Solving Robotics Tasks with Prior Demonstration via Exploration-Efficient Deep Reinforcement Learning
Chengyandan Shen, Christoffer Sloth
TL;DR
The paper tackles sample-inefficient, demonstration-driven robotics learning by introducing DRLR, an exploration-efficient DRL framework that integrates a calibrated Q-value-based action-selection module with SAC and a reference policy. By replacing TD3 with SAC and calibrating Q-values using demonstrations sampled from a fixed dataset, DRLR mitigates bootstrapping error and state-distribution shifts, achieving robust generalization across reward densities and high-dimensional state-action spaces. Empirical results in bucket loading and open-drawer tasks show significant improvements in exploration efficiency and final performance, with successful sim-to-real deployment on a wheel-loader task and strong robustness to demonstration quality. The work demonstrates practical benefits for real-world industrial robotics by reducing required interactions while maintaining high task performance in diverse environments.
Abstract
This paper proposes an exploration-efficient Deep Reinforcement Learning with Reference policy (DRLR) framework for learning robotics tasks that incorporates demonstrations.
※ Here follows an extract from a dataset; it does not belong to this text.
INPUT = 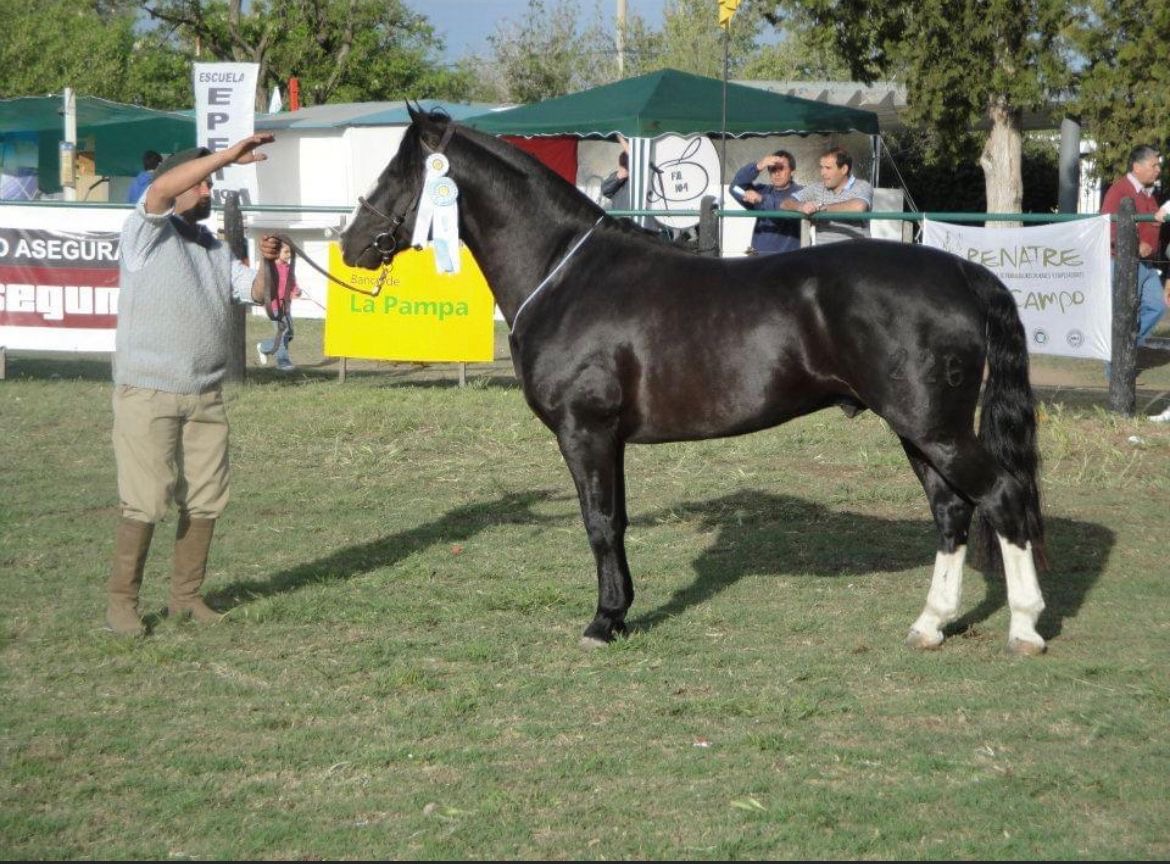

The DRLR framework is developed based on an algorithm called Imitation Bootstrapped Reinforcement Learning (IBRL). We propose to improve IBRL by modifying the action selection module. The proposed action selection module provides a calibrated Q-value, which mitigates the bootstrapping error that otherwise leads to inefficient exploration. Furthermore, to prevent the RL policy from converging to a sub-optimal policy, SAC is used as the RL policy instead of TD3. The effectiveness of our method in mitigating bootstrapping error and preventing overfitting is empirically validated by learning two robotics tasks: bucket loading and open drawer, which require extensive interactions with the environment. Simulation results also demonstrate the robustness of the DRLR framework across tasks with both low and high state-action dimensions, and varying demonstration qualities. To evaluate the developed framework on a real-world industrial robotics task, the bucket loading task is deployed on a real wheel loader. The sim2real results validate the successful deployment of the DRLR framework.